Jak odnotowuje Reuters, akcje Tesla Inc, które straciły około 60% swojej wartości od czasu, gdy w kwietniu Musk złożył ofertę Twitterowi, wzrosły w środę o około 1%. Przejęcie Twittera przez Muska za 44 miliardy dolarów w październiku okraszone było chaosem i kontrowersjami. W konsekwencji niektórzy inwestorzy zaczęli kwestionować, czy jest on wystarczająco skupiony, aby właściwie zarządzać firmą produkującą samochody elektryczne Tesla, w której jest osobiście zaangażowany w produkcję i inżynierię.
Po raz pierwszy Musk wspomniał o ustąpieniu ze stanowiska szefa platformy mediów społecznościowych po tym, jak użytkownicy Twittera zagłosowali za jego rezygnacją w ankiecie uruchomionej przez miliardera w niedzielny wieczór. W efekcie 57,5% z około 17,5 miliona osób głosowało na „tak”. Musk powiedział w niedzielę, że dostosuje się do wyników. Nie podał ram czasowych ustąpienia i do tej pory nie wyznaczył swojego następcy.

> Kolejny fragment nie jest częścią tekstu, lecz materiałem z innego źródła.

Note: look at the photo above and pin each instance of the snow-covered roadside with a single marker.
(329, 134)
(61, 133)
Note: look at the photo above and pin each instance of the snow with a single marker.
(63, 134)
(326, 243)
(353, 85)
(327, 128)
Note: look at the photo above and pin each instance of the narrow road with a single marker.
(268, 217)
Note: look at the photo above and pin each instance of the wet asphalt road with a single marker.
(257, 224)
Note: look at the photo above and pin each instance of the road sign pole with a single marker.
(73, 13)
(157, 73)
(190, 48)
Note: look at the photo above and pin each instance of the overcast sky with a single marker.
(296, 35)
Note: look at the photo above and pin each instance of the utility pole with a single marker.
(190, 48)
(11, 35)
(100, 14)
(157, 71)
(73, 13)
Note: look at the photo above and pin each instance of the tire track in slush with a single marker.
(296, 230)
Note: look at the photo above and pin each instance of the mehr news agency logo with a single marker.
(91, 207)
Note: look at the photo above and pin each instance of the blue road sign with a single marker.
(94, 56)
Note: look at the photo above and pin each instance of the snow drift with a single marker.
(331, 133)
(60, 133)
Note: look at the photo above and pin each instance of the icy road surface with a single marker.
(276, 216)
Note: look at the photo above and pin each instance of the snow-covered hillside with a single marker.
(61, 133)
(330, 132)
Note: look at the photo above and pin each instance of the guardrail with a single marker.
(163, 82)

Wyniki ankiety zakończyły burzliwy tydzień, który obejmował zmiany w polityce prywatności Twittera oraz zawieszenie – i przywrócenie – kont dziennikarzy, co spotkało się z potępieniem organizacji informacyjnych, grup rzeczników i urzędników w całej Europie.
W środowym czacie audio na Twitterze Spaces Musk powiedział, że Twitter jest na dobrej drodze do „z grubsza osiągnięcia progu rentowności” w przyszłym roku. Musk przypisał tę dobrą prognozę cięciom kosztów, które podjął ostatnio na platformie mediów społecznościowych.
Wall Street coraz głośniej wzywało Muska do ustąpienia ze stanowiska, a ostatnio nawet “byki” Tesli zaczęły obawiać się o to, że całe zamieszanie może odwrócić jego uwagę od kierowania produkcją pojazdów elektrycznych.
Miliarder sam przyznał, że ma za dużo na głowie i że będzie szukał CEO Twittera. Powiedział jednak w niedzielę, że następcy nie ma i że tak naprawdę „nikt nie chce pracy, która może utrzymać Twittera przy życiu”.